The world narrows to that sound—Lily's hiccuping cries in the background. My fingers tighten around the phone. Every instinct screams to run, to grab my bag and bolt from this glass prison.
But then I see it—the clock above the sinks. 10:47 AM.
"I'm at the office," I say, the words ash in my mouth. "I'll be there by twelve."
A beat of silence. Then Jamila's gentle reproach: "Children need their mothers when they're unwell, Ms. Cole."
The mirror reflects the war on my face—the way my lips press into a bloodless line, the shadows beneath my eyes darker in the fluorescent light. I know this. God, do I know. I remember holding Lily through her first fever at eight months old, her tiny body burning against mine as I rocked her through the night.
"Please," I say, voice cracking. "Just...keep her comfortable until I get there. Cool compress on her forehead. The pink blanket from her cubby—it always calms her."
Jamila sighs but agrees. The line goes dead.
For a moment, I just stand there, phone clutched in both hands like a prayer. The restroom smells of lemon disinfectant and the too-sweet floral air freshener corporate insists on using. Somewhere, a faucet drips.
One and a half hours.
I press my palms to the cool marble counter and breathe. In the mirror, a stranger stares back.

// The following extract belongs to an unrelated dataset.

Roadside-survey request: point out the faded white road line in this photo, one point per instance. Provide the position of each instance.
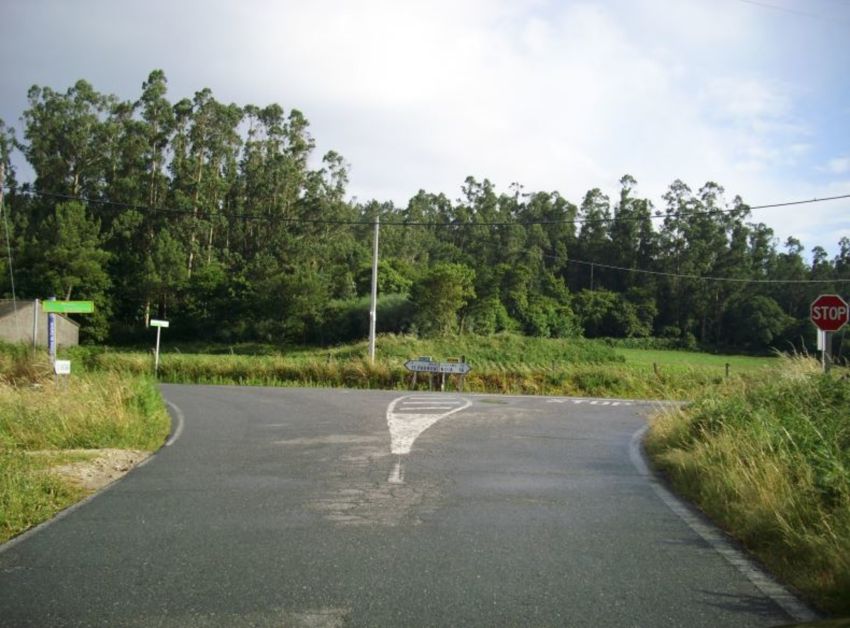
(407, 418)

Somewhere in this building, Damien Blackwood is probably wondering where his coffee refill is. And somewhere across the city, my little girl is crying for her mother.
The scream finally escapes—not as a sound, but as the violent twist of a paper towel dispenser. The metal clatters against the tile, loud enough to make me flinch.
Then I straighten my attire, smooth my bun, and walk back to war.